小胞体ストレス応答

私達の細胞が持っている驚異の復元力

森 和俊 MORI Kazutoshi
京都大学大学院理学研究科 教授

講義概要

生き物の基本単位は細胞で、その中に存在する最重要物質は、DNA(遺伝物質)とタンパク質(生命活動の担い手)です。生命活動の基本はDNA に書き込まれた暗号を解読してタンパク質を正しく作りつづけることと言っても過言ではありません。また、体内には多数の臓器が存在する様に、細胞の中には小さな臓器(細胞内小器官)が多数存在し、役割分担しています。小胞体は細胞内小器官の一つで、タンパク質の製造工場という役割を果たします。この工場はかなり優秀ですが、それでも時にうまく機能しなくなり、不良品タンパク質がいつも以上にできてしまうことがあります。この状態を小胞体ストレスと呼んでいます。この悪くなった状況を元に戻そうとする細胞の復元力(小胞体ストレス応答)の仕組みと意義をお話しします。

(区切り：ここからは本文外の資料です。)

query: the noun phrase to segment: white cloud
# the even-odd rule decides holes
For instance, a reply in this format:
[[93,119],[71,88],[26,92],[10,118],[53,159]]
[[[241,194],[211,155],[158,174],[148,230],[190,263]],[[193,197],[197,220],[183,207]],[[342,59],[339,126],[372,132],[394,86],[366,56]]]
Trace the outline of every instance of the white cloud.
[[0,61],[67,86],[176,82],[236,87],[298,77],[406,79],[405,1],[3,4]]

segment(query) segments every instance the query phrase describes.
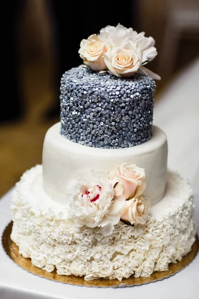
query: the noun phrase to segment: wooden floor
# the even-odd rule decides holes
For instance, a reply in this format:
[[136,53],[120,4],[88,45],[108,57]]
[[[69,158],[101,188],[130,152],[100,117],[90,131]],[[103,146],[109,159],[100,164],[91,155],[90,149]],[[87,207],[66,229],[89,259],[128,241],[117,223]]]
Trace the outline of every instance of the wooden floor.
[[26,169],[41,163],[45,134],[51,126],[59,121],[58,119],[47,121],[44,118],[54,96],[49,69],[49,64],[45,61],[26,62],[23,66],[25,117],[17,123],[0,126],[0,197]]

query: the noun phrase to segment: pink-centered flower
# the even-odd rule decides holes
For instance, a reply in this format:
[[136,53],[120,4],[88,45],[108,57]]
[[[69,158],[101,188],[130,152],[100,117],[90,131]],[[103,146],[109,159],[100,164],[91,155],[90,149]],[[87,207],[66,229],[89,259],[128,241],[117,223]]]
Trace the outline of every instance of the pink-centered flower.
[[91,171],[69,181],[67,195],[69,218],[76,226],[100,227],[104,235],[109,235],[120,221],[125,205],[123,196],[114,198],[111,181],[103,172]]

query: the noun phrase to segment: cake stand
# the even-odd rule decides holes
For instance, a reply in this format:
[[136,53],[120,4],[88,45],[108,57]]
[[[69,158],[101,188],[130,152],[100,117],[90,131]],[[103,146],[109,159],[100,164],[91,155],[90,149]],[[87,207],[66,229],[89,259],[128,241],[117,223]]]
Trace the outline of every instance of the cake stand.
[[[10,222],[12,190],[0,199],[0,234]],[[199,194],[195,196],[195,215],[199,223]],[[124,289],[70,286],[47,280],[22,269],[6,254],[0,244],[0,299],[104,299],[113,298],[147,299],[198,299],[199,255],[174,276],[148,285]]]

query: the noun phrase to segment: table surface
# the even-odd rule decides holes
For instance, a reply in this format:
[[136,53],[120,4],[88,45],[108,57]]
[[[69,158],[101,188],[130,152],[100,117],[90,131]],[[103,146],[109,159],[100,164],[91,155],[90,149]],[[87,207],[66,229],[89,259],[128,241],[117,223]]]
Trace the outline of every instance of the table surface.
[[[185,70],[162,95],[154,109],[154,124],[168,141],[168,166],[190,181],[199,222],[199,58]],[[11,190],[0,200],[0,235],[10,221]],[[189,267],[162,281],[113,289],[80,287],[48,281],[21,269],[0,245],[0,299],[198,299],[199,255]]]

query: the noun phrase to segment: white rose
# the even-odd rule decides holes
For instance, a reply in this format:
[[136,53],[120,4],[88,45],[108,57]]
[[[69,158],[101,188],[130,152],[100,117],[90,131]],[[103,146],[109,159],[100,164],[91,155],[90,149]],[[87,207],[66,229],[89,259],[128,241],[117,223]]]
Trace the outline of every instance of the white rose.
[[144,196],[126,200],[121,219],[131,224],[145,224],[150,208],[149,200]]
[[135,164],[123,163],[110,172],[115,196],[122,195],[125,199],[138,197],[144,192],[146,186],[145,172],[144,168]]
[[107,51],[102,40],[97,34],[93,34],[88,39],[83,39],[78,53],[84,63],[94,71],[100,71],[106,68],[104,55]]
[[123,47],[124,44],[130,41],[136,43],[140,48],[142,57],[138,72],[151,77],[156,80],[160,80],[161,77],[152,71],[142,66],[151,61],[157,55],[156,48],[154,47],[155,40],[152,36],[146,37],[145,32],[138,33],[132,28],[126,28],[118,24],[116,27],[106,26],[100,31],[99,37],[107,45],[107,48],[113,47]]
[[125,198],[113,199],[112,183],[105,173],[92,171],[86,178],[71,180],[67,193],[69,217],[76,226],[100,227],[104,235],[112,233],[120,221]]
[[132,28],[126,28],[118,24],[116,27],[106,26],[100,31],[99,37],[111,47],[121,47],[129,41],[137,43],[142,52],[142,63],[151,61],[157,55],[155,40],[152,36],[146,37],[144,32],[138,33]]
[[129,40],[133,41],[134,32],[136,31],[132,28],[118,24],[116,27],[108,25],[102,28],[99,36],[109,47],[121,47]]
[[110,49],[104,55],[109,71],[117,77],[131,77],[141,66],[142,53],[137,44],[128,42],[122,47]]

世の中をどのように変えるのか、どんなインパクトがあるのか

小胞体ストレス応答は、生命活動の担い手であるタンパク質の立体構造を保証することによって、様々な生命現象や生物進化を裏から支えていることが明らかになってきました。小胞体ストレス応答が働かないと私達は生まれてくることさえできません。小胞体ストレスもしくは小胞体ストレス応答が様々な病気の発症や進展に関与すると考えられています。糖尿病、アテローム性動脈硬化、パーキンソン病や筋萎縮性側索硬化症などの神経変性疾患、心不全や心筋症、肥満や代謝性疾患、炎症性腸炎、がんやウィルス感染等です。私達基礎研究者が解明した仕組みを使った創薬が始まっています。この応答は老化にも関与しており、健康寿命を延ばすことができるようになるかもしれません。

講師プロフィール

経歴

1958年岡山県倉敷市生まれ。1981年京都大学薬学部卒業。1983年京都大学大学院薬学研究科修士課程修了。1985年京都大学大学院薬学研究科博士課程退学。1987年京都大学薬学博士。1985年岐阜薬科大学助手、1989年米国テキサス大学博士研究員。1993年エイチ・エス・ピー研究所副主任研究員・主任研究員。1999年京都大学大学院生命科学研究科助教授。2003年より京都大学大学院理学研究科教授。
小胞体ストレス応答研究の開拓者として、2005年米国ワイリー賞、2006年日本生化学会柿内三郎記念賞、2008年大阪科学賞、2009年カナダガードナー国際賞、2010年紫綬褒章、2012年上原賞、2014年朝日賞、アルバート・ラスカー基礎医学研究賞、香港ショウ賞、2015年トムソン・ロイター引用栄誉賞、2016年恩賜賞・日本学士院賞、2017年ブレークスルー賞、2018年文化功労者、2019年安藤百福賞大賞。